Magia a la luz de la luna

Crítica de Pablo O. Scholz - Clarín

Ojos que no ven, corazón que sí siente

Allen está cada vez más sentimental y romántico, y su nueva comedia, que parece un relato ligero, encierra profundidad. Da gusto verla y disfrutarla.

Woody se nos está poniendo más y más romántico con el pasar de los años. No es que hayamos olvidado cómo corría por las calles de Manhattan rumbo a los brazos de Mariel Hemingway en aquel filme de 1979, pero tras estos 35 años que pasaron, el director de Blue Jasmine ha aplacado en sus guiones el humor y se ha vuelto más sentimental. O, de ser eso posible, como si quisiera más a sus personajes hoy que antes.

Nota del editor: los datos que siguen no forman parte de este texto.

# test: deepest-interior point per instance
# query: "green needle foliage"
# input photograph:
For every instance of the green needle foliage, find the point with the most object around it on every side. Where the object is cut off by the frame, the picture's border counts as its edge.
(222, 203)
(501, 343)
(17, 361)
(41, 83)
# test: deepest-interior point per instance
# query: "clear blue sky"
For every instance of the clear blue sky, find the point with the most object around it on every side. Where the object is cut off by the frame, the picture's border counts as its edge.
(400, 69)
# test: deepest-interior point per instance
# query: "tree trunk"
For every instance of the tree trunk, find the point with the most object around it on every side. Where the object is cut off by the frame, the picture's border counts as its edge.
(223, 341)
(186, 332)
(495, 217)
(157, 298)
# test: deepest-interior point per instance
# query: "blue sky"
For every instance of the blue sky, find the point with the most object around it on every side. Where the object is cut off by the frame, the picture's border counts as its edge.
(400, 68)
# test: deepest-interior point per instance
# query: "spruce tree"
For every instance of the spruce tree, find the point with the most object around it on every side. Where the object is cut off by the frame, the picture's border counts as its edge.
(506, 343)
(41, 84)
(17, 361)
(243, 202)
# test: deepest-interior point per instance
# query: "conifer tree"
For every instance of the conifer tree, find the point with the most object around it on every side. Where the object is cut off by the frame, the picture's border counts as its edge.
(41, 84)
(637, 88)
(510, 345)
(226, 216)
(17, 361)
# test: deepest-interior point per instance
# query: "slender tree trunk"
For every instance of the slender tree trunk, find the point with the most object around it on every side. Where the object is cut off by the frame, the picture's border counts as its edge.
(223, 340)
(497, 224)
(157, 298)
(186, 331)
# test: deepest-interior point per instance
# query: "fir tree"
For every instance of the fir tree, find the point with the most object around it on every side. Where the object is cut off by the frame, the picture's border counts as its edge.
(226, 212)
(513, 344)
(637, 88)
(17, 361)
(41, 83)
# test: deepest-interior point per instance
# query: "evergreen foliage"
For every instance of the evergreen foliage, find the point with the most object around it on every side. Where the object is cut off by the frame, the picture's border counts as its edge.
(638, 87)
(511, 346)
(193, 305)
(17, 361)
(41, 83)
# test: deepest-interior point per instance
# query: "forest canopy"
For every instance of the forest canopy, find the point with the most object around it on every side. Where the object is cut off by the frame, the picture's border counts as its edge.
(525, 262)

Magia a la luz de la luna es de esos títulos que parecen poco ambiciosos, de tono ligero, pero que encierran una profundidad que pasa más por el corazón que por la mente. Es una historia de amor en la que el protagonista masculino se debate entre la razón y el sentimiento, entre conquistar -y dejarse conquistar- más allá de la lógica.

Y eso que Stanley (Colin Firth) forma con su prometida una pareja “hecha en el Cielo”, y ella tiene todo lo que él, un ilusionista en los primeros años del siglo XX, ansía: lógica, sentido común y belleza.

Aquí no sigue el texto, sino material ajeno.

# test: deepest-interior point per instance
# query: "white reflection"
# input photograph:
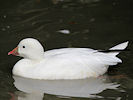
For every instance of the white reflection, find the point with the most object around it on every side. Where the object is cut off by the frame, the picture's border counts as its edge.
(35, 89)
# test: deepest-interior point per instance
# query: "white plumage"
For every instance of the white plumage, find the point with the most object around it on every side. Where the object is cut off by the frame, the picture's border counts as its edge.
(65, 63)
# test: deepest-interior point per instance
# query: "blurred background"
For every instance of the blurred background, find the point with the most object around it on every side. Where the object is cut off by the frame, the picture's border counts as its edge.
(98, 24)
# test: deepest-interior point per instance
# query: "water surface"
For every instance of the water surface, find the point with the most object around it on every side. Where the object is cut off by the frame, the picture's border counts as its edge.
(99, 24)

Stanley es un mago inglés que posterga unas vacaciones con Olivia llamado por un amigo (Simon McBurney), para desenmascarar a la que entienden es una impostora. Sophie (Emma Stone) dice ser una médium, y ha seducido y embaucado, creen, a una familia aristocrática, al punto de que el hijo (Hamish Linklater) le ofrece matrimonio mientras le recita con el ukelele y la madre (Jacki Weaver) va a financiarle una Fundación. Y allí va, de Berlín a la Costa Azul, a descubrir a esa falsa espiritista.

Más que en otras películas, Allen remarca las diferencias entre Stanley (que, como mago, se hace pasar por el chino Wei Ling Soo en sus actos) y Sophie. Pero el espectador que conoce al director sabe que algo los unirá. Y pese a intuirlo, como otras tantas veces, se deja llevar.

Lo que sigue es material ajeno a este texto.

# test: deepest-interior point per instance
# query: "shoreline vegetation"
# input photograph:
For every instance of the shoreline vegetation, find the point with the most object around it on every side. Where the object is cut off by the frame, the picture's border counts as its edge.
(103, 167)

Con las referencias a Nietzsche bien a mano, Allen juega con las palabras. Stanley es irónico, pero también un tipo muy, pero muy simple. No cree que en la vida haya más que lo que aparenta, ni que exista el sexto sentido. “¿Soy la única persona cuerda que queda en la Tierra?”, se pregunta.

Los problemas que conlleva estar embelesado -o léase directamente enamorado- son el nudo del relato, amable, pero no pasatista. Si hay lugar para la magia y el romanticismo, también lo hay para el disparate. O qué es eso de preguntarle a una chica “¿Experimentás sentimientos románticos hacia mí?” Aquí Firth es el alter ego del realizador, y por supuesto no para de hablar, razonar y mostrarse tal cual es. Emma Stone de a poco va ganándose al espectador (por algo Allen la llamó para la que será su próxima película) y los papeles secundarios están uno mejor que otro.

Si, como dice un personaje, los seres humanos necesitamos “engañarnos para seguir adelante”, el final de Magia a la luz de la luna es de los más poéticos que se le recuerden al director de La rosa púrpura de El Cairo. Sí, es como una brisa y no tiene el peso de Blue Jasmine, pero da mucho gusto verla y disfrutarla.